Dans notre département des communes ont eu cette ambition et l'ont réalisée. Par exemple, en revenant à une gestion municipale
le Palais sur Vienne a fait réaliser des économies de 1 € en moyenne par m3 consommé à chaque usager.
Pour l'anecdote, la SAUR sentant qu'elle perdait un marché leur a proposé une baisse de 20% de leur tarif. Cela résume bien la relation marchand-client qui est établie en lieu et place d'un véritable service public.
D'autres communes semble-t-il réfléchissent également à un retour d'une gestion publique dont deux communes de 5 à 10000 habitants. Nous avons aujourd'hui des opportunités :
La première c'est appartenir à une communauté de communes. Rien n'interdit une gestion de l'eau intercommunale avec des conventions d'assistance techniques de villes qui ont toujours exploité leur réseau en régie municipale.
Deuxième opportunité : il va se créer une conduite d'eau importante entre Limoges, Saint-Junien et Rochechouart en convention d'assistance entre ces trois villes.
Cette conduite va traverser notre commune.
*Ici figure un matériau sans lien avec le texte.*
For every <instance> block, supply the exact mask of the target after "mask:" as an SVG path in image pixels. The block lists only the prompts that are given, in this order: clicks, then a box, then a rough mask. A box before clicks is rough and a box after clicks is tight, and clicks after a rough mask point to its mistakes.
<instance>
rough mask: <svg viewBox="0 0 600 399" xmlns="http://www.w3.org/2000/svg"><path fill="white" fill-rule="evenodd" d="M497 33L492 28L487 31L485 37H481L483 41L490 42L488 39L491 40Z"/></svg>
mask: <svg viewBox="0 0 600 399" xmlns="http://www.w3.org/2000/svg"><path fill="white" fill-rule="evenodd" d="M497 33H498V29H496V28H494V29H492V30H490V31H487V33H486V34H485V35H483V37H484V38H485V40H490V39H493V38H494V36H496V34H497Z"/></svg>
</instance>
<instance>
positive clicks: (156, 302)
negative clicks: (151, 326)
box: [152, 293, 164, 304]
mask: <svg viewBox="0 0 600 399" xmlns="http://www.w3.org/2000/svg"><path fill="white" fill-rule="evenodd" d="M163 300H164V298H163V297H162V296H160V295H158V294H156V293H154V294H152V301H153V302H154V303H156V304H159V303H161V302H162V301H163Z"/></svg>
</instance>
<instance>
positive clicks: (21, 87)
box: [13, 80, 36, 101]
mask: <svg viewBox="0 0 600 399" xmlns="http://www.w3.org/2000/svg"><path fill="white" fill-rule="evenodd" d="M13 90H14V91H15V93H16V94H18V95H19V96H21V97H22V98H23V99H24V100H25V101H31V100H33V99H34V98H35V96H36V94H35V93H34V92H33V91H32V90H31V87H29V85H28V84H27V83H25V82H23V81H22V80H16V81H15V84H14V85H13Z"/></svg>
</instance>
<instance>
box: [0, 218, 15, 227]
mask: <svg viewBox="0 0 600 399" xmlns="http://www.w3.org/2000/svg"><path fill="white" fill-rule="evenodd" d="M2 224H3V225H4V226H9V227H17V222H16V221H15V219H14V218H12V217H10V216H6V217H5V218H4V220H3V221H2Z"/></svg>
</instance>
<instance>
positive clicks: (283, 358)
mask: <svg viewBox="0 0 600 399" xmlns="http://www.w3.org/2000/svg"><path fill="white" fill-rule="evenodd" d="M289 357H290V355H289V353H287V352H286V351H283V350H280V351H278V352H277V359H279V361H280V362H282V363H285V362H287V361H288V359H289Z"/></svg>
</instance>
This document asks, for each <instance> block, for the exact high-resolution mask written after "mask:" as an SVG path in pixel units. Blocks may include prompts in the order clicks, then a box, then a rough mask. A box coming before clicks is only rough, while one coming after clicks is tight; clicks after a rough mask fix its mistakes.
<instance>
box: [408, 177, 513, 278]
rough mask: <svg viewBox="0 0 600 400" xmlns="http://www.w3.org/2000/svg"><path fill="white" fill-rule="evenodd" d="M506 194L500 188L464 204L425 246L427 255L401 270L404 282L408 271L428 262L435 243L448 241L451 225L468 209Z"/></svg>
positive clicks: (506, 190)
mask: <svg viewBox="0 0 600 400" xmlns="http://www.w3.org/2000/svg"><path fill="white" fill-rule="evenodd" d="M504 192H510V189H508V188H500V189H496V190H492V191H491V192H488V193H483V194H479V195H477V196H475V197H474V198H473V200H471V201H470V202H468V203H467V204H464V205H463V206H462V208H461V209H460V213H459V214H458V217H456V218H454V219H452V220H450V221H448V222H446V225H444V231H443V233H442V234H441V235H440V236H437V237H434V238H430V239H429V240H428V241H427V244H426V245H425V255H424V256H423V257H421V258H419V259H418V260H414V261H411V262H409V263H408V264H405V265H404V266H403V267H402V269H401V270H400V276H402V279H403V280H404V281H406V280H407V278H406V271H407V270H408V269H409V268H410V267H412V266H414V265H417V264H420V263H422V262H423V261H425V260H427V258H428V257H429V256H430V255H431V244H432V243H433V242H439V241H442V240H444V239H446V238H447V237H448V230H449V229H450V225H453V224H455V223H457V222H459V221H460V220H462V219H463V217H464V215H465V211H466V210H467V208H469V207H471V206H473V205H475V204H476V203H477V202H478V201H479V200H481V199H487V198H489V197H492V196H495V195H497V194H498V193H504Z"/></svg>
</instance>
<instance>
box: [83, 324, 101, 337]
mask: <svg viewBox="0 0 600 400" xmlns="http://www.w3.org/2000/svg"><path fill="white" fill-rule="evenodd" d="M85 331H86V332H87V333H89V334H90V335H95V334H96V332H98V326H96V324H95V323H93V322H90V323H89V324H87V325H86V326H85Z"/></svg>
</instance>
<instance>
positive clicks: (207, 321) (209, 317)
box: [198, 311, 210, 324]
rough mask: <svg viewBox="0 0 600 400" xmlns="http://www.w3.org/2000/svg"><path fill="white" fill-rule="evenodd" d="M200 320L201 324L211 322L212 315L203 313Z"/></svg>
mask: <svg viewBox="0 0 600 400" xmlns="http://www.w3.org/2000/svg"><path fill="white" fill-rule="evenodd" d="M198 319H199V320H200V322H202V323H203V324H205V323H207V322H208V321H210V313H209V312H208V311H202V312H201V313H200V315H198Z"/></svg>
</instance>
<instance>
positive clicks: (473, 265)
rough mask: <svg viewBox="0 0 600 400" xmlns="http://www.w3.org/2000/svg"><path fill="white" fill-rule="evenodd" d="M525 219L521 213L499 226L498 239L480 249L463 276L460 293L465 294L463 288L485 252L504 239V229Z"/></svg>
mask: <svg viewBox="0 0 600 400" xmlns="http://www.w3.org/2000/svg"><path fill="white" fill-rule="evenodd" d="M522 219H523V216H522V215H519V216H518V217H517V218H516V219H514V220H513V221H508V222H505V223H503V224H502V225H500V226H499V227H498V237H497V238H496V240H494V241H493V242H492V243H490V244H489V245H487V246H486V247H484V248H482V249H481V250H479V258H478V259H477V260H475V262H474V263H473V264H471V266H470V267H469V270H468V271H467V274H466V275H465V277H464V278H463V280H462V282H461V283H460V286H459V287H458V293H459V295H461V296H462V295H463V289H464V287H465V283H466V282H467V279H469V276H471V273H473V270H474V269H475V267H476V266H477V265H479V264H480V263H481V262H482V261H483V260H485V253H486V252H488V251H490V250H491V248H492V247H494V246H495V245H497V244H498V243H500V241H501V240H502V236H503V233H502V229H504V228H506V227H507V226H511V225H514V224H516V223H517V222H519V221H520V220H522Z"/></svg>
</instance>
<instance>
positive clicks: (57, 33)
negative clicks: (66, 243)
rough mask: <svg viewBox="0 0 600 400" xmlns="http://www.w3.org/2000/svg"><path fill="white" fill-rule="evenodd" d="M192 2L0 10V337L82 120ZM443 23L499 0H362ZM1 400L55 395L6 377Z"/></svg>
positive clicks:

Il nous sera difficile d'expliquer que cette conduite transportera de l'eau publique moins chère et que Verneuil ne pourra s'y raccorder.
Conscient que ce n'est pas ce soir que nous prendrons une décision, nous proposons que se mette en place une commission spéciale, conformément à l'article L 2122-22 du Code Général des Collectivités Territoriales, afin d'évoquer et d'étudier ces thèmes mais aussi pour définir le mandat que doivent
porter les conseillers municipaux et qui ont été désignés au nom de la commune pour siéger au sein du syndicat des eaux Vienne Briance Gorre.
L'intérêt étant de travailler ensemble comme vous le souhaitez., comme nous le souhaitons pour le bien de la Commune et des Verneuillais et dans ce cas pour préserver leur pouvoir d'achat.
Monsieur le Maire remercie Monsieur Henri PENICHOUX pour ce rapport extrêmement complet, mais regrette que Bernard COURTAUD et Bernard RIVERA ne soient pas là puisqu'ils représentent la Commune à ce Syndicat ce soir.
Il fait acte comme lui que l'eau est un bien très précieux, beaucoup de guerre dans le monde se font pour la conquête de l'eau comme en Israël, en Palestine ou au Darfour.
Monsieur le Maire pense qu'effectivement ce problème est de longue date et est tout à fait favorable à la création d'une commission pour évoquer ce sujet.
Monsieur le Maire précise que cette question ne sera pas soumis au vote ce soir mais il propose d'envoyer, en son nom ou au nom de son groupe le travail de Monsieur PENICHOUX car il est extrêmement enrichissant peut-être aussi pour les autres Communes.
Pour sa part, il s'engage à soulever au niveau du bureau ce problème de l'eau d'une manière générale, mais il précise que la Commune est liée par des contrats qui sont bien antérieurs à cette équipe. Les contrats ont force de Loi et ne se cassent pas très facilement. Ce sera un long combat et il n'est pas sûr que la Commune y gagnera mais propose de créer cette commission car cette réflexion est extrêmement importante.
Il remercie Monsieur PENICHOUX pour sa contribution.